This is a slowdown from the one per cent rise measured in June, although it still marks six months of growth in a row.
Economic growth remains 2.1 per cent below its pre-pandemic level in February 2020.
Growth in July was driven by production, alongside a rise in arts, entertainment and recreation activities. But the overall figure was dragged down by a continued fall in construction, and flat growth in services.
Jay Mawji, managing director of the global liquidity provider IX Prime, said: “There’s a double disappointment here. Growth is slowing and the lacklustre GDP figures cannot be dismissed as merely the side effect of Britain’s supply chain problems.
“The markets had expected the supply side issues – which range from a chronic lack of delivery drivers to a shortage of semiconductors which saw the number of cars made in the UK in July plunge 37.6 per cent on this time last year – to be the chief culprit for slowing growth.
“But with services sector output also flatlining as the ‘pingdemic’ forced many workers to isolate at home and consumer spending falling, the problems run deeper.
“With all sectors of the economy still around two per cent below their pre-pandemic level, the recovery is still incomplete and fragile.”

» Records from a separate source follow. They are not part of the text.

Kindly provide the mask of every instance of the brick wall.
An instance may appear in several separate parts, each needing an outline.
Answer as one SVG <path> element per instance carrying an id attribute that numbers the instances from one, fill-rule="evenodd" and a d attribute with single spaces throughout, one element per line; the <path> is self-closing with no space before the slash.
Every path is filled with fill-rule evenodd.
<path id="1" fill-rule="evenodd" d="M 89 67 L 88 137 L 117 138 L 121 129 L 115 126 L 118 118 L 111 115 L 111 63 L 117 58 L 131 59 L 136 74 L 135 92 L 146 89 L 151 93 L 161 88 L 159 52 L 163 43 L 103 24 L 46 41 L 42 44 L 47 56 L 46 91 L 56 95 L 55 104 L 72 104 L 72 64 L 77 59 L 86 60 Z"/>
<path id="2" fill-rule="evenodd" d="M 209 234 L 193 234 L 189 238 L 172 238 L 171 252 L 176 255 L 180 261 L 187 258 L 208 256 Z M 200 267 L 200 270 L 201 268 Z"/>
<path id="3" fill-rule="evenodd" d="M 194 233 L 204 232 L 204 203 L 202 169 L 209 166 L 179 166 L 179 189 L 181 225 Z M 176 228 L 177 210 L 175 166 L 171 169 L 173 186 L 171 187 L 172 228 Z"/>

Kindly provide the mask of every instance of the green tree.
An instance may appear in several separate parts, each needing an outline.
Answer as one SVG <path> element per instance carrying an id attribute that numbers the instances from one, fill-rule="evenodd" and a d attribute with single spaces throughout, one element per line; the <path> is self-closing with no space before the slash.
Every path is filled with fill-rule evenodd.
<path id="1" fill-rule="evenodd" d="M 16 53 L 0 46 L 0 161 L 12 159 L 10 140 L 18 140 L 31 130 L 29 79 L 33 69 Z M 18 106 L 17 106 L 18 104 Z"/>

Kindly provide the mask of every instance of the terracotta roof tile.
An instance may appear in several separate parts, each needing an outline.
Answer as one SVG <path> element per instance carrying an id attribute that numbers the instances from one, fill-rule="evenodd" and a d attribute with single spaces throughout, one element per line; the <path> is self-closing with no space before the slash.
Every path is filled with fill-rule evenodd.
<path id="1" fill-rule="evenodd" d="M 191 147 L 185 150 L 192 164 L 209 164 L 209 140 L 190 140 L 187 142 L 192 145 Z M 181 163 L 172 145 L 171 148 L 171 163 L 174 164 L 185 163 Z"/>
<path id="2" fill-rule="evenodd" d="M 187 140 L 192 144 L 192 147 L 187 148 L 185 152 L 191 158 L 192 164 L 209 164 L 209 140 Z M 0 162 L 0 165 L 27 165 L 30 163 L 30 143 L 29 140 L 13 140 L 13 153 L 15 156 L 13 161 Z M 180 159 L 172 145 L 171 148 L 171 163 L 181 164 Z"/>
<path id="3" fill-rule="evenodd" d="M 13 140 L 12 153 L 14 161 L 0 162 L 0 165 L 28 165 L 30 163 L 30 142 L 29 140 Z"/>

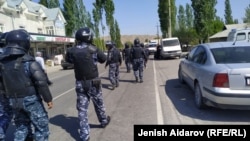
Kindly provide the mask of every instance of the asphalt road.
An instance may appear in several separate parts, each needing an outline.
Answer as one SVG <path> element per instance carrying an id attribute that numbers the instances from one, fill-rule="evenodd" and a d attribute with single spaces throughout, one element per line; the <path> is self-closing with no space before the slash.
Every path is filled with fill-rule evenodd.
<path id="1" fill-rule="evenodd" d="M 120 68 L 120 86 L 110 89 L 108 69 L 99 64 L 103 96 L 110 124 L 100 128 L 93 104 L 89 106 L 91 141 L 133 141 L 134 125 L 138 124 L 250 124 L 250 112 L 209 108 L 198 110 L 189 87 L 178 81 L 180 59 L 153 60 L 150 56 L 144 71 L 144 82 L 135 83 L 133 73 L 127 73 L 124 63 Z M 54 82 L 50 90 L 54 107 L 50 117 L 50 141 L 78 141 L 79 124 L 76 110 L 73 70 L 61 68 L 49 72 Z M 13 140 L 13 123 L 7 141 Z"/>

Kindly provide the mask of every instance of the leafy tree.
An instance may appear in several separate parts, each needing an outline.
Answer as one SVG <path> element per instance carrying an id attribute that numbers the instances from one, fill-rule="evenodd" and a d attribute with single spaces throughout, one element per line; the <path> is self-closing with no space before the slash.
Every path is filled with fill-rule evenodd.
<path id="1" fill-rule="evenodd" d="M 185 10 L 182 5 L 179 6 L 179 15 L 177 16 L 178 18 L 178 23 L 179 23 L 179 29 L 181 31 L 186 30 L 186 16 L 185 16 Z"/>
<path id="2" fill-rule="evenodd" d="M 158 16 L 160 20 L 160 29 L 162 32 L 163 38 L 166 37 L 168 33 L 168 18 L 169 18 L 169 12 L 167 12 L 167 7 L 168 7 L 168 1 L 167 0 L 158 0 Z"/>
<path id="3" fill-rule="evenodd" d="M 169 11 L 169 1 L 170 1 L 170 11 Z M 169 12 L 171 12 L 171 19 L 169 17 Z M 172 33 L 175 30 L 176 23 L 176 7 L 175 0 L 158 0 L 158 16 L 160 20 L 160 28 L 162 32 L 162 37 L 167 37 L 167 33 Z M 171 20 L 171 31 L 169 29 L 169 20 Z M 168 35 L 170 36 L 170 35 Z"/>
<path id="4" fill-rule="evenodd" d="M 215 5 L 217 0 L 191 0 L 194 10 L 194 27 L 199 35 L 200 42 L 208 41 L 213 34 L 212 27 L 215 19 Z"/>
<path id="5" fill-rule="evenodd" d="M 76 0 L 64 0 L 63 3 L 63 15 L 67 21 L 67 25 L 65 26 L 67 36 L 74 36 L 76 30 L 75 4 Z"/>
<path id="6" fill-rule="evenodd" d="M 232 10 L 229 0 L 225 0 L 225 24 L 233 24 Z"/>
<path id="7" fill-rule="evenodd" d="M 123 45 L 121 42 L 121 33 L 120 33 L 120 28 L 119 28 L 117 21 L 115 21 L 115 37 L 116 37 L 115 43 L 116 43 L 117 47 L 122 48 Z"/>
<path id="8" fill-rule="evenodd" d="M 40 0 L 39 4 L 42 4 L 45 7 L 49 7 L 49 4 L 48 4 L 47 0 Z"/>
<path id="9" fill-rule="evenodd" d="M 193 28 L 193 26 L 194 26 L 193 21 L 194 21 L 193 9 L 187 3 L 186 4 L 186 24 L 187 24 L 187 28 Z"/>
<path id="10" fill-rule="evenodd" d="M 246 8 L 245 17 L 243 18 L 244 23 L 250 23 L 250 4 Z"/>
<path id="11" fill-rule="evenodd" d="M 48 8 L 60 8 L 59 0 L 48 0 Z"/>

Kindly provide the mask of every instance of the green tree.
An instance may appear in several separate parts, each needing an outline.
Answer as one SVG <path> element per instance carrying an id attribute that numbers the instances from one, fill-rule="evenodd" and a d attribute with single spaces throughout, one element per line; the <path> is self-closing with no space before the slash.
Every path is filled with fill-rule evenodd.
<path id="1" fill-rule="evenodd" d="M 116 20 L 115 20 L 115 37 L 116 37 L 115 43 L 117 47 L 121 49 L 123 47 L 121 42 L 121 33 L 118 22 Z"/>
<path id="2" fill-rule="evenodd" d="M 42 4 L 45 7 L 49 7 L 48 1 L 47 0 L 40 0 L 39 4 Z"/>
<path id="3" fill-rule="evenodd" d="M 63 3 L 63 15 L 65 20 L 67 21 L 67 25 L 65 26 L 65 31 L 67 36 L 74 36 L 76 30 L 76 17 L 75 10 L 76 9 L 76 0 L 64 0 Z"/>
<path id="4" fill-rule="evenodd" d="M 48 0 L 48 8 L 60 8 L 59 0 Z"/>
<path id="5" fill-rule="evenodd" d="M 187 3 L 186 4 L 186 24 L 188 28 L 193 28 L 193 21 L 194 21 L 194 16 L 193 16 L 193 9 L 192 7 Z"/>
<path id="6" fill-rule="evenodd" d="M 225 0 L 225 24 L 233 24 L 232 10 L 229 0 Z"/>
<path id="7" fill-rule="evenodd" d="M 177 18 L 178 18 L 179 29 L 181 31 L 185 31 L 187 20 L 186 20 L 186 16 L 185 16 L 185 10 L 184 10 L 184 7 L 182 5 L 179 6 L 179 14 L 178 14 Z"/>
<path id="8" fill-rule="evenodd" d="M 194 27 L 199 36 L 200 43 L 208 42 L 208 37 L 213 34 L 212 27 L 215 19 L 215 5 L 217 0 L 191 0 L 194 10 Z"/>
<path id="9" fill-rule="evenodd" d="M 250 23 L 250 4 L 246 8 L 245 17 L 243 18 L 244 23 Z"/>
<path id="10" fill-rule="evenodd" d="M 169 11 L 170 6 L 170 11 Z M 171 12 L 171 19 L 169 17 L 169 12 Z M 167 33 L 169 32 L 169 20 L 171 21 L 171 33 L 175 30 L 176 24 L 176 6 L 175 0 L 170 0 L 170 5 L 168 0 L 158 0 L 158 16 L 160 21 L 160 29 L 162 32 L 162 37 L 167 37 Z"/>

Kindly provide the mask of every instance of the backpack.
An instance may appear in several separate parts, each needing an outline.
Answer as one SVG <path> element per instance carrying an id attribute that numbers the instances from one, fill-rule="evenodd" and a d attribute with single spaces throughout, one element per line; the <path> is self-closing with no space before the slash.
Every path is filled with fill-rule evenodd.
<path id="1" fill-rule="evenodd" d="M 120 62 L 121 54 L 120 54 L 120 51 L 117 48 L 113 49 L 112 55 L 113 55 L 112 61 L 114 61 L 115 63 Z"/>
<path id="2" fill-rule="evenodd" d="M 90 80 L 98 76 L 97 49 L 89 45 L 85 48 L 74 47 L 68 51 L 67 59 L 74 64 L 77 80 Z"/>
<path id="3" fill-rule="evenodd" d="M 22 57 L 0 63 L 0 72 L 6 95 L 10 98 L 23 98 L 33 82 L 29 77 L 29 62 L 22 63 Z"/>

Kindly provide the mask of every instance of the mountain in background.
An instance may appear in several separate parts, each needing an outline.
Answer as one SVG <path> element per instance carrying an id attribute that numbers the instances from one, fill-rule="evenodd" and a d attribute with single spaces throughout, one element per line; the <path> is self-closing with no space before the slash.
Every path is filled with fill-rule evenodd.
<path id="1" fill-rule="evenodd" d="M 141 43 L 146 42 L 146 40 L 157 39 L 157 35 L 121 35 L 121 42 L 124 44 L 126 42 L 134 43 L 134 39 L 139 38 Z M 110 40 L 109 36 L 104 37 L 105 41 Z"/>

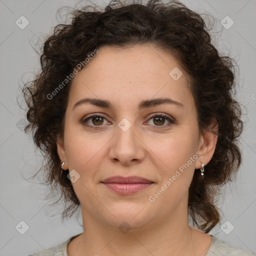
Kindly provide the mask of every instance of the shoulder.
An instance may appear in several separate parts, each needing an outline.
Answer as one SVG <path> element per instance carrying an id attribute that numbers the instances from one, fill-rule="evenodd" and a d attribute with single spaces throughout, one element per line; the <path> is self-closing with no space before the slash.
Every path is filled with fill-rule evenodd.
<path id="1" fill-rule="evenodd" d="M 249 250 L 230 246 L 223 240 L 212 236 L 212 242 L 206 256 L 256 256 Z"/>
<path id="2" fill-rule="evenodd" d="M 79 234 L 76 234 L 56 246 L 48 249 L 38 250 L 28 256 L 68 256 L 66 248 L 68 243 Z"/>

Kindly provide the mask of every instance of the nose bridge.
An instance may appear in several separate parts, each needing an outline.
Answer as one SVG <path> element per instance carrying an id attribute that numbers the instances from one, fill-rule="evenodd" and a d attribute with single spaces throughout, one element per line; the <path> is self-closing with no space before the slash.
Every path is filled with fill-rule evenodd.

Sam Fuller, director of Financial Markets Online, added: “The wheels haven’t yet come off Britain’s recovery, but they are wobbling. With growth in the UK’s dominant services sector flatlining and retail sales falling, the markets are rapidly recalibrating their expectations.
“One thing that won’t change any time soon is interest rates. With CPI falling to a surprisingly benign two per cent in July, the Bank of England will have no hesitation in holding interest rates at their current 300-year low to support growth.
“But the prospects for the wider economy are more balanced. The recovery is looking increasingly brittle, and with consumer spending slipping, the slowdown cannot be dismissed as a short-term supply issue.
“The question now is whether these are just teething problems for the recovery or if things are running out of steam as the end of the furlough scheme draws near. Whichever it is, both the Pound and UK equities are likely to face some trying times in coming weeks.”